La récente Ordonnance n° 9960 du 12 avril 2024, rendue par la Cour de Cassation, offre des clarifications importantes concernant la responsabilité de l'administration publique en cas de non-stipulation de conventions de lotissement. Cet arrêt, qui aborde la question des dommages réparables, s'inscrit dans un contexte juridique complexe, où le principe de l'"alterum non laedere" joue un rôle crucial.

Le contexte de l'arrêt

L'affaire en question a opposé R. (M. R.) et C. (A. E.) concernant la non-stipulation d'une convention de lotissement, bien que le projet ait été préalablement approuvé. La Cour d'Appel de Palerme avait rejeté la demande de réparation, mais la Cour de Cassation a renversé cette décision, attirant l'attention sur la nécessité de considérer l'intérêt négatif plutôt que l'utilité perdue.

La maxime de l'arrêt

En général. En matière de responsabilité de l'administration publique, le dommage découlant du refus illicite de l'administration communale de conclure la convention de lotissement, après en avoir approuvé le projet, ne doit pas être calculé sur la base de l'utilité perdue, mais plutôt sur l'intérêt négatif à ne pas être impliqué dans des opérations qui se sont révélées inutiles, étant donné que le caractère injustifié du revirement constitue une violation du principe de l'"alterum non laedere", sous la forme de la lésion de la liberté contractuelle.

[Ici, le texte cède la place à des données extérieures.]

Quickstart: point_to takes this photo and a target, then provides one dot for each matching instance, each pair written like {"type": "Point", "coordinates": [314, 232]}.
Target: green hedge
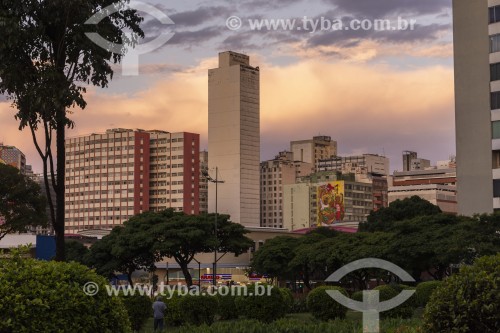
{"type": "Point", "coordinates": [323, 306]}
{"type": "Point", "coordinates": [139, 309]}
{"type": "Point", "coordinates": [468, 301]}
{"type": "Point", "coordinates": [405, 310]}
{"type": "Point", "coordinates": [198, 310]}
{"type": "Point", "coordinates": [41, 296]}
{"type": "Point", "coordinates": [227, 307]}
{"type": "Point", "coordinates": [425, 290]}
{"type": "Point", "coordinates": [287, 299]}
{"type": "Point", "coordinates": [173, 314]}
{"type": "Point", "coordinates": [287, 325]}
{"type": "Point", "coordinates": [265, 308]}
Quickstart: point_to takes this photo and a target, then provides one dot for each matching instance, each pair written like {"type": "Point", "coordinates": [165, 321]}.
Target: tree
{"type": "Point", "coordinates": [76, 251]}
{"type": "Point", "coordinates": [182, 236]}
{"type": "Point", "coordinates": [273, 258]}
{"type": "Point", "coordinates": [22, 204]}
{"type": "Point", "coordinates": [399, 210]}
{"type": "Point", "coordinates": [127, 248]}
{"type": "Point", "coordinates": [46, 64]}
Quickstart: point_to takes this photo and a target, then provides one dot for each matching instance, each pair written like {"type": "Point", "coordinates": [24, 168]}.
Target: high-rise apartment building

Cette maxime souligne comment, en cas de revirement injustifié de la part de l'administration publique, le dommage n'est plus mesuré exclusivement sur la base de l'utilité économique non atteinte, mais repose plutôt sur la lésion de la liberté contractuelle du sujet intéressé. En d'autres termes, le citoyen lésé ne subit pas seulement une perte économique, mais aussi une violation de sa liberté d'entreprendre des choix entrepreneuriaux et d'investissement.

Implications pratiques de l'arrêt

Les implications pratiques de cette ordonnance sont significatives et peuvent être résumées dans les points suivants :

  • Reconnaissance d'un nouveau critère pour la quantification du dommage.
  • Protection accrue pour les citoyens et les entrepreneurs impliqués dans des projets de lotissement.
  • Promotion de la stabilité des relations contractuelles avec l'administration publique.

En conclusion, l'Ordonnance n° 9960 de 2024 représente un pas en avant dans la protection des droits des citoyens face à l'administration publique. Elle souligne l'importance de respecter les engagements pris et de garantir que les décisions administratives soient cohérentes et justifiées.

Conclusions

Cet arrêt ne fait pas que clarifier la responsabilité de l'administration publique en matière de lotissement, mais s'inscrit également dans un débat plus large sur la nécessité d'une plus grande responsabilité et transparence dans la relation entre citoyens et institutions. Il est fondamental que les administrations publiques tirent les leçons de cet enseignement et s'efforcent d'éviter des situations susceptibles de léser les droits des citoyens et leur liberté d'entreprendre des activités économiques.